The Chalk Garden

When Enid Bagnold's play opened in London in 1956, a year after its Broadway premiere, critic Kenneth Tynan called it "the finest artificial comedy to have flowed from an English pen since the death of Congreve," and praised John Gielgud's production as "reproduc(ing) in the theatre the spirited elegance of a Mozart quintet." I regret to say that the present production suggests only the somnolent droning of a dirge.

Played with absolutely no sense of period or attempt at English accents in this most English of plays, and with most props merely mimed, comedy, even of the subtle sort, was nonexistent.

Laurel, an unstable teenager, lives in virtual seclusion at her grandmother' estate, and Miss Madrigal, her companion, harboring a dark secret, is hired to attend her. By the end, Madrigal manages to free Laurel from her cloistered environment, while working wonders with the arid garden in which nothing can grow. Symbolism, you see, abounds.
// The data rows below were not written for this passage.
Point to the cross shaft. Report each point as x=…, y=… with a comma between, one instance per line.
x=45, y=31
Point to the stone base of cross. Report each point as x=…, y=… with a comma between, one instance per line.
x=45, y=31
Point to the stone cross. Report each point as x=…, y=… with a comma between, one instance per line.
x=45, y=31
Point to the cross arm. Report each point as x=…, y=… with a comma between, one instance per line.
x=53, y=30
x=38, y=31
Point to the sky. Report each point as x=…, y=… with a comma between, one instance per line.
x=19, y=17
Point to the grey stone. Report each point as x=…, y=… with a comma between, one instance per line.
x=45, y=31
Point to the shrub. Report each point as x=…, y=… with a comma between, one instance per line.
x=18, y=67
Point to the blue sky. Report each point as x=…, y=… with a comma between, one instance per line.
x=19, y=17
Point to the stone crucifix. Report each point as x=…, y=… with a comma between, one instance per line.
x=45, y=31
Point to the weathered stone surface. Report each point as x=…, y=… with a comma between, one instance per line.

Veteran pro Jacqueline Brookes has the requisite authority in the possessive grandmother role once played by Edith Evans and Gladys Cooper. Robin Long as Laurel demonstrates some spirit, while James Stevenson as a judge who precipitates revelations about Madrigal' past is unobjectionable.

But Elizabeth Nafpaktitis doesn't begin to plumb the depths of Madrigal. Charles Cissel as a peculiar manservant and Roberta MacIvor as Laurel's long-absent mother seem to be in the wrong play. Indeed, they and Mary Round, Caitlin McDonough-Thayer, and Emi Fujinami Jones are game, but in over their heads.
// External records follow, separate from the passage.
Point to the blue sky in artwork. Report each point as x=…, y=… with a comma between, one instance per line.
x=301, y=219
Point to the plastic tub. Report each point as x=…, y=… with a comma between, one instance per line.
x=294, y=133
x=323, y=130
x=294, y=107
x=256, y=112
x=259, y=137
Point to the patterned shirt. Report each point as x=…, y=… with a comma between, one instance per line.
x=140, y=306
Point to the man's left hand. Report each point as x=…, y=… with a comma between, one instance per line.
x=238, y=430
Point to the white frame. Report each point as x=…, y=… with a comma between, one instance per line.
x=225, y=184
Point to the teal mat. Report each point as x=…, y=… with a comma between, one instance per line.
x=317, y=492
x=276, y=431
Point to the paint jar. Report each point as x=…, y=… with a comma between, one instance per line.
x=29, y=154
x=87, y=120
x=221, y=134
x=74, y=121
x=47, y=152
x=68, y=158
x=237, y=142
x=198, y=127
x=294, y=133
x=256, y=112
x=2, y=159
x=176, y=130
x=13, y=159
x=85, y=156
Terese Hayden's direction never captures the rhythms of the play, which drags on for three hours. Fred Kolo's shoestring-budget set and Scott Sullens' basic lighting are acceptable.

Ms. Hayden is to be applauded for mounting this once-important piece, but this is one of those instances where, unhappily, the endeavor must be commended more than the execution.